In the example shown in FIGS. 1 to 5, the fifth acquisition unit 1E acquires the puff type of the second end portion of each section.
Specifically, in the example shown in FIG. 4, the fifth acquisition unit 1E is a puff type “outer corner” of the second end (end point) S1E of the section S1 and the second end (end point) S2E of the section S2. Puff type "inside corner", puff type "outside corner" of the second end (end point) S3E of the section S3, puff type "outside corner" of the second end (end point) S4E of the section S4, and section S5 2nd end (end point) S5E puff type "outer corner", 2nd end (end point) S6E puff type "flat part" of section S6, and 2nd end (end point) S7E of section S7 Get the prank type "outer corner".

In the example shown in FIGS. 1 to 5, the first calculation unit 1F is the first end portion of each compartment based on the puff type of the first end portion (start point) of each compartment acquired by the fourth acquisition unit 1D. The first end puffing dimension asi, which is the puffing dimension of (start point), is calculated.
The first calculation unit 1F calculates zero as the first end part puffing dimension asi when the first end part (start point) is a flat part, and when the first end part (start point) is a protruding corner, the first calculation unit 1F. A positive value is calculated as the end puffing dimension asi, and a negative value is calculated as the first end puffing dimension asi when the first end portion (start point) is an inside corner.

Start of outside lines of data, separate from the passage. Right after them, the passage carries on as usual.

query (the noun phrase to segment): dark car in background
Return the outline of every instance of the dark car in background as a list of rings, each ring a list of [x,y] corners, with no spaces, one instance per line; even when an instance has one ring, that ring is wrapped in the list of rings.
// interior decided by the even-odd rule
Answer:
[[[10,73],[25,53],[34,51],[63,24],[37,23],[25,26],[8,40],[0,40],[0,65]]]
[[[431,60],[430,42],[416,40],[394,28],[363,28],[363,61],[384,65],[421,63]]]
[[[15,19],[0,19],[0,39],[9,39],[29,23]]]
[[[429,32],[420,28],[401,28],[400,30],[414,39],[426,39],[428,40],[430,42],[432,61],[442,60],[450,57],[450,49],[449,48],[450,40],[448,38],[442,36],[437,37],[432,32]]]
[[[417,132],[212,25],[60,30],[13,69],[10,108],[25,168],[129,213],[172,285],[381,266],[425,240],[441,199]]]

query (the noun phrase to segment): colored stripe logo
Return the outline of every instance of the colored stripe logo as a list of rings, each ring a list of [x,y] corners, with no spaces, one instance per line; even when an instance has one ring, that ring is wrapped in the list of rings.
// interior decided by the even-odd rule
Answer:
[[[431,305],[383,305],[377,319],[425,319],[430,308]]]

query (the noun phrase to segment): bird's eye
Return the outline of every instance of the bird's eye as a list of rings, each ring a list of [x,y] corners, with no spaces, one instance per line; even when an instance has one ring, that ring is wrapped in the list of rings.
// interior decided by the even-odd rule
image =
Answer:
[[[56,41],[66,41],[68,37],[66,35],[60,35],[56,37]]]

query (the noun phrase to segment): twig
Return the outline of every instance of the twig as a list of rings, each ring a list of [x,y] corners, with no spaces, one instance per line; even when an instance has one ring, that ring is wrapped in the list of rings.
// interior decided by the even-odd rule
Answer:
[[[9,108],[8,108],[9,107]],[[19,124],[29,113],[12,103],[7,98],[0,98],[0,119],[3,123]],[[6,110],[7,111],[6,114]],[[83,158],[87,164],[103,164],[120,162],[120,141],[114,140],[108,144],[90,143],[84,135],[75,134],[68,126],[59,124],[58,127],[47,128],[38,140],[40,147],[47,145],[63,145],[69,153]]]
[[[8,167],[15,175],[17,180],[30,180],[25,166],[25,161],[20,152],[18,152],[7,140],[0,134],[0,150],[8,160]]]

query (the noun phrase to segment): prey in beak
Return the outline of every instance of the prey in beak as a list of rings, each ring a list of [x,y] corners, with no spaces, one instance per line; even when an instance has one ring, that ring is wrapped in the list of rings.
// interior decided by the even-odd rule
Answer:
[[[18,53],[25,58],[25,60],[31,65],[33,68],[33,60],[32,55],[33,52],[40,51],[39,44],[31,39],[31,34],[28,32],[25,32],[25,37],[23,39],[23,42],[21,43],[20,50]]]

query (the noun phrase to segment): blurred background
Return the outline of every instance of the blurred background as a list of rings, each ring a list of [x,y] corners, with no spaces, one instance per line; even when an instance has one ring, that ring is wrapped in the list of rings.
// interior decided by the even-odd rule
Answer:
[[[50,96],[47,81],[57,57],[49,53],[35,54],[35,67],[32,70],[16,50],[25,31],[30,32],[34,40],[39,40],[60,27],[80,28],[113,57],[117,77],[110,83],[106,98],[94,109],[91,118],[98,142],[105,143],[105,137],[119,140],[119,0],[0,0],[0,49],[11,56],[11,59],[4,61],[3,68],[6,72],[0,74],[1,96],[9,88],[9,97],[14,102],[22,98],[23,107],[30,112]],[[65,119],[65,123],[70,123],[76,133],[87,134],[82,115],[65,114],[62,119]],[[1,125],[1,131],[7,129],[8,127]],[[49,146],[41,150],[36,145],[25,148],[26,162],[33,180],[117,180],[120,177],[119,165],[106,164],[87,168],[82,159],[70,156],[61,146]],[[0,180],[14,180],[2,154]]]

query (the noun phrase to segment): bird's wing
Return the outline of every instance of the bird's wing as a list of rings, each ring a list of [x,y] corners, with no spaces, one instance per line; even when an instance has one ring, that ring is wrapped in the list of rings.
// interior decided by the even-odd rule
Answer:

Specifically, in the examples shown in FIGS. 4 and 5, the first calculation unit 1F is based on the puff type “outer corner” of the first end (starting point) of the section S1 acquired by the fourth acquisition unit 1D. , The first end puffing dimension as1 (110.5 [mm]) of the compartment S1 is calculated. Further, the first calculation unit 1F is based on the puff type “outer corner” of the first end (starting point) of the section S2 acquired by the fourth acquisition unit 1D, and the first end puff dimension as2 of the section S2 ( 110.5 [mm]) is calculated.
Further, the first calculation unit 1F is based on the puff type “inside corner” of the first end (starting point) of the section S3 acquired by the fourth acquisition unit 1D, and the first end puff dimension as3 of the section S3 ( -110.5 [mm]) is calculated. Further, the first calculation unit 1F is based on the puff type “outer corner” of the first end (starting point) of the section S4 acquired by the fourth acquisition unit 1D, and the first end puff dimension as4 of the section S4 ( 110.5 [mm]) is calculated.
Further, the first calculation unit 1F is based on the puff type “outer corner” of the first end (starting point) of the section S5 acquired by the fourth acquisition unit 1D, and the first end puff dimension as5 of the section S5 ( 110.5 [mm]) is calculated. Further, the first calculation unit 1F is based on the puff type “outer corner” of the first end (starting point) of the section S6 acquired by the fourth acquisition unit 1D, and the first end puff dimension as6 of the section S6 ( 110.5 [mm]) is calculated. Further, the first calculation unit 1F is based on the puff type "flat portion" of the first end (starting point) of the section S7 acquired by the fourth acquisition unit 1D, and the first end puff dimension as7 of the section S7 ( 0 [mm]) is calculated.

In the example shown in FIGS. 1 to 5, the second calculation unit 1G is based on the puff type of the second end (end point) of each section acquired by the fifth acquisition unit 1E, and the second end of each section. The second end puffing dimension aei, which is the puffing dimension of (end point), is calculated.
The second calculation unit 1G calculates zero as the second end puffing dimension aei when the second end (end point) is a flat part, and the second calculation unit 1G when the second end (end point) is a protruding corner. A positive value is calculated as the end puffing dimension aei, and a negative value is calculated as the second end puffing dimension aei when the second end portion (end point) is an inside corner.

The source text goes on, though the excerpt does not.